Electronic Theses and Dissertations

Date of Award


Document Type


Degree Name

Ph.D. in History

First Advisor

John R. Neff

Second Advisor

Ted Ownby


University of Mississippi

Relational Format



This study uses the concept of civil religion as a framework through which to examine the origins and early development of the Lost Cause in the South Carolina Low country. In the late eighteenth and early nineteenth centuries as American colonists severed their ties with Great Britain and established an independent republic they likewise began forming a civil religion or a set of beliefs regarding the relationship between God and their incipient polity. Prophetic in nature the central tenets of this civil religion held that the Almighty proved actively involved in human history and that Americans represented an especially chosen people charged with carrying out the God’s will on earth. Throughout the decades of the antebellum era as sectional animosity surrounding the propagation of slavery escalated white Carolinians effectively appropriated the ideologies associated with the American civil religion in an attempt to rebuke northern recriminations as well as develop a divergent sectional identity that would lend credence to a growing separatist movement. After the election of Abraham Lincoln religious and secular leaders within South Carolina invoked the southern civil religion to justify and frame secession while simultaneously forging an ideological and cultural consensus. At the outbreak of the Civil War Confederate leaders continually espoused and disseminated the civil religion an effort to imbue their burgeoning nation with secular and spiritual significance while also providing citizens a lens through which to view and comprehend the conflict’s ever-changing course.
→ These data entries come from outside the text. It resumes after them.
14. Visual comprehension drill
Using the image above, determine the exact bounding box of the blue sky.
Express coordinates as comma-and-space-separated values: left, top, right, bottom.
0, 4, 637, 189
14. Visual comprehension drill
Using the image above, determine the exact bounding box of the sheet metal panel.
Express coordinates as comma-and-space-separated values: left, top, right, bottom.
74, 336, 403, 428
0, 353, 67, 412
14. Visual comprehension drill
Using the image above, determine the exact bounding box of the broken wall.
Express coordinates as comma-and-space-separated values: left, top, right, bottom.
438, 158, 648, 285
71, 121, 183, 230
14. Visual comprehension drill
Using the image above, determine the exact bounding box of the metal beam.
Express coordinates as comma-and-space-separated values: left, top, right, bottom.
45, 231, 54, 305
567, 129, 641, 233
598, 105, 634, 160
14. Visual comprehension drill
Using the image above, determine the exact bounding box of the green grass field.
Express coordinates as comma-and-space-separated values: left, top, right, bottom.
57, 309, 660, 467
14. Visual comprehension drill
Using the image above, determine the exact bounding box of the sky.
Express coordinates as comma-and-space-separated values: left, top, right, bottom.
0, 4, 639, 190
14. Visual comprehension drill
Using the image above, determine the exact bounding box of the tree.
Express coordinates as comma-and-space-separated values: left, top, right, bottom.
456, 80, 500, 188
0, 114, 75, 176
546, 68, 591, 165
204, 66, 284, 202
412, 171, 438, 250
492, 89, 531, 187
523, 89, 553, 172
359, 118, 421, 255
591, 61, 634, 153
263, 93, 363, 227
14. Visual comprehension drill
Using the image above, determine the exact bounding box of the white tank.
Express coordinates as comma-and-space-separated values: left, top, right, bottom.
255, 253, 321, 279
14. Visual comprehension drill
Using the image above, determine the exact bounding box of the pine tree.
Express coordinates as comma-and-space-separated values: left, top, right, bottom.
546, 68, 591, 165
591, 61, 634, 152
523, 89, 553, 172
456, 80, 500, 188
As the war progressed and white Carolinians were forced to endure escalating levels of loss and privation leaders within the state refined the Confederate civil religion in an attempt to steel their citizens resolve and assuage a sense of malaise that grew increasingly more prevalent over time. In the wake of defeat the civil religion that provided white residents of South Carolina with a degree of succor during the war would form the foundation of the Lost Cause and continue to supply ex-Confederates with a sense of solace as they navigated the tumultuous social economic and political conditions of the postwar world.